2000'li yılların başında İsveç'te çeşitli gıdaların hazırlanması sırasında büyük miktarda akrilamid üretilebileceği fark edildi. Akrilamid, yağda ve fırında kızartma, kızartma, kızartma, ızgara gibi 120 santigrat derecenin üzerindeki yüksek sıcaklıklarda pişirme sırasında nişasta içeren gıdalarda doğal olarak oluşan düşük moleküler ağırlıklı, suda çözünen bir bileşiktir.Akrilamidin ana kaynakları:
Fareler üzerinde yapılan deneyler, diyetten alınan akrilamidin gen mutasyonları ve belirli organ tümörleri olasılığını artırdığını kanıtlamıştır. Ancak hayvanların yüksek dozda akrilamid tükettikleri dikkate alınmalıdır. Başka bir deneyde akrilamidin hücreleri nasıl etkilediğini araştırdılar ve akrilamidin miktarını artırmanın doğrudan hücre canlılığını azalttığını buldular. Artan hücre ölümü ve tümör oluşumuna neden olan oksidatif stresi arttırır.

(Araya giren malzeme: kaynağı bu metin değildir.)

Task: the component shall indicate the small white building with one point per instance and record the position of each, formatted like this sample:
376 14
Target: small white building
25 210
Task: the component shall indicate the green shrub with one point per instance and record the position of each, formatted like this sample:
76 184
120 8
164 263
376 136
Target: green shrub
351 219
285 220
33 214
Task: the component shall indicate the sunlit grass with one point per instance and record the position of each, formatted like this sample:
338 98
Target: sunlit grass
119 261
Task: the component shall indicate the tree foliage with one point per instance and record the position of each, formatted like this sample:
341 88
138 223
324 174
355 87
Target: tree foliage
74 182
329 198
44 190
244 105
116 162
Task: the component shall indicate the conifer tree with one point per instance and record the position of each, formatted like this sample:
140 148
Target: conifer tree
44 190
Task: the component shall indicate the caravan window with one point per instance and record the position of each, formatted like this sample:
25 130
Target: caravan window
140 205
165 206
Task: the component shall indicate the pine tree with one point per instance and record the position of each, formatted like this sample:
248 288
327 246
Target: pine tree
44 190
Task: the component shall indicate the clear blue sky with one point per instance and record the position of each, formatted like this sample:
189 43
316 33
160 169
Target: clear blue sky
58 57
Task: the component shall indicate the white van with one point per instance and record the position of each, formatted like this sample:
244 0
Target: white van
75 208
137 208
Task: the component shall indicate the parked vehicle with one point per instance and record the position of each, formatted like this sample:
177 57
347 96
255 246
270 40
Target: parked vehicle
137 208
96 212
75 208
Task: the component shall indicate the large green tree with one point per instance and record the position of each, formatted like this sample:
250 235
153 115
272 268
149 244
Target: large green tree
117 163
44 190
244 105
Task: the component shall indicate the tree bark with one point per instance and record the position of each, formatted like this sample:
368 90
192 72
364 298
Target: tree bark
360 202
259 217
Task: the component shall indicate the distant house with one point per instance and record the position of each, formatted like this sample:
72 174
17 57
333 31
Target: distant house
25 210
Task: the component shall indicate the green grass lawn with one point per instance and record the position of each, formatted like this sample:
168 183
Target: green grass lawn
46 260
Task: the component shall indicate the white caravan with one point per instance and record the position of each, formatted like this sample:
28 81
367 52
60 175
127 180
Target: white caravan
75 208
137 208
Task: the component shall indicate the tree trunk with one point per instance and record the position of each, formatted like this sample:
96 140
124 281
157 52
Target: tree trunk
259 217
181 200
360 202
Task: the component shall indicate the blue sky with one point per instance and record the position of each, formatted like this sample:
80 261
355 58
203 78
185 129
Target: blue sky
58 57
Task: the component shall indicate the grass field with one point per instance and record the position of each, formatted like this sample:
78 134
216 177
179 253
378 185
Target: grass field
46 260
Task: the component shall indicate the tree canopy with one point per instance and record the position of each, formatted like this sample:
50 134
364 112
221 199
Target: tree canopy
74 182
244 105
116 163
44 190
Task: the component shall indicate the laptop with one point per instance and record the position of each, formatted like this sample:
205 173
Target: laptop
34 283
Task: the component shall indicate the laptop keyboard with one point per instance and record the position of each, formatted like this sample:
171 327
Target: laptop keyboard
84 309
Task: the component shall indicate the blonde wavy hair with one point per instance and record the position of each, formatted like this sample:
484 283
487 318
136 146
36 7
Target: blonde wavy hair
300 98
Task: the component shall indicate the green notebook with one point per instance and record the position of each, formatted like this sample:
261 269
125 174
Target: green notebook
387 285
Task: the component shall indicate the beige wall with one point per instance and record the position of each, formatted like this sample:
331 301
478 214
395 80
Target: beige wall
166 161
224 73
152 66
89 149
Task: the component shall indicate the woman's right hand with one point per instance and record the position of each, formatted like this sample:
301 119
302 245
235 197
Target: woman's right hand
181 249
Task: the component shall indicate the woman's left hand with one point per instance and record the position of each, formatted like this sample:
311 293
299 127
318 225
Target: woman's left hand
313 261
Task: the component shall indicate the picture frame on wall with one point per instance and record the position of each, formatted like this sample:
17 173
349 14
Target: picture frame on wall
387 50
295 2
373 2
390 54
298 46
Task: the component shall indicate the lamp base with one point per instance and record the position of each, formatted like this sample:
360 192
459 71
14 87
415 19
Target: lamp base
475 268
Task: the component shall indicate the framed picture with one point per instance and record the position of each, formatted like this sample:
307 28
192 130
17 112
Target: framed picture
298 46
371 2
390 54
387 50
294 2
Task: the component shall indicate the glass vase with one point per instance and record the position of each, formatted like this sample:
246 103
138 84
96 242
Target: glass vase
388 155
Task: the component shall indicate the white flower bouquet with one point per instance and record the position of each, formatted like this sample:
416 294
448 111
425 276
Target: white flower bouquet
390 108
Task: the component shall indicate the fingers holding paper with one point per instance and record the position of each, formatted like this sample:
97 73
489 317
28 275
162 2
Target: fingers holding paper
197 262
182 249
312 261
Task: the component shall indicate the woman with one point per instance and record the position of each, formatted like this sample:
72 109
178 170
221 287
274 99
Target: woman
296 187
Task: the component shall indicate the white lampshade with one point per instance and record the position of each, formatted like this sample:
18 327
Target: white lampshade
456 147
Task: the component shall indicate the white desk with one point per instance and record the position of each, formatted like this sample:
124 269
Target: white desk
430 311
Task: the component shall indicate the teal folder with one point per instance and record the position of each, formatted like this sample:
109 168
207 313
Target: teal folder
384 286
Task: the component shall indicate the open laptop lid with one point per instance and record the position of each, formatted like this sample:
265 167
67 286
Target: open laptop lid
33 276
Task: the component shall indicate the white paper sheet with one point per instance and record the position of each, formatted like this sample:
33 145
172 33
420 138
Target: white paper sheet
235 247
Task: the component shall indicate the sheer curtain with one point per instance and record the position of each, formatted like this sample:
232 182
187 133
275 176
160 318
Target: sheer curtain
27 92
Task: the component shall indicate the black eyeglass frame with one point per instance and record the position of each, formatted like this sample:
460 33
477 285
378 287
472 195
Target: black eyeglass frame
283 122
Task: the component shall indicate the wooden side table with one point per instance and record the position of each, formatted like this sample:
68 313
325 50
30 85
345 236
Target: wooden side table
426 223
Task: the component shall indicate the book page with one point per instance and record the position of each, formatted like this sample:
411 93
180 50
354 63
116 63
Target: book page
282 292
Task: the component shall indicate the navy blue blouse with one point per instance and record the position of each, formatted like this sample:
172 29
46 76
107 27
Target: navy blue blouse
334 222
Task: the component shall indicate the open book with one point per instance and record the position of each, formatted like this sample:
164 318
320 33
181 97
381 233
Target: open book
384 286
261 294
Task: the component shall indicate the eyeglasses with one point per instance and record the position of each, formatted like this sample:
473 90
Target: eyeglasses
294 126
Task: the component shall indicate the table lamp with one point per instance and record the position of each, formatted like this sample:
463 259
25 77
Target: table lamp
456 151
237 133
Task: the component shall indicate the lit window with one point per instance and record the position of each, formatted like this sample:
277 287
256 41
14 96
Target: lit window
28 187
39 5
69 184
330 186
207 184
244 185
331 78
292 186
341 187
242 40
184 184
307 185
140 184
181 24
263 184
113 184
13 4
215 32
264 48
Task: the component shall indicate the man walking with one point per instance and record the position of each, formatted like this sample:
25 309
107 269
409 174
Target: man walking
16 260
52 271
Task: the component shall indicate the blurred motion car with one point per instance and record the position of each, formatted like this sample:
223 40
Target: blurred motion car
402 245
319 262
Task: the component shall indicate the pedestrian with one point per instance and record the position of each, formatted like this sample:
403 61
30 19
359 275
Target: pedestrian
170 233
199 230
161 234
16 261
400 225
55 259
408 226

Kahvenin kavrulması sırasında oluşan miktar akrilamid tüketimimizin %34'ünü oluşturmaktadır, dolayısıyla bu işlemin nasıl gerçekleştiği sadece tat etkisi açısından önemli değildir. Hafif kavrulmuş kahveler genellikle orta ve koyu kavrulmuş kahvelerden (daha uzun kavrulanlar) daha fazla akrilamid içerir, bu da akrilamid alımınızı ortalama %14 artırabilir. İlk bakışta bu ifade çelişkili gibi görünse de araştırmalar sırasında miktarının 150 santigrat derecede kavurma sırasında maksimuma ulaştığı, daha sonra sıcaklık yükseldikçe 200 ve 225 santigrat derecede üretildiğinden daha hızlı bozulduğu tespit edilmiştir.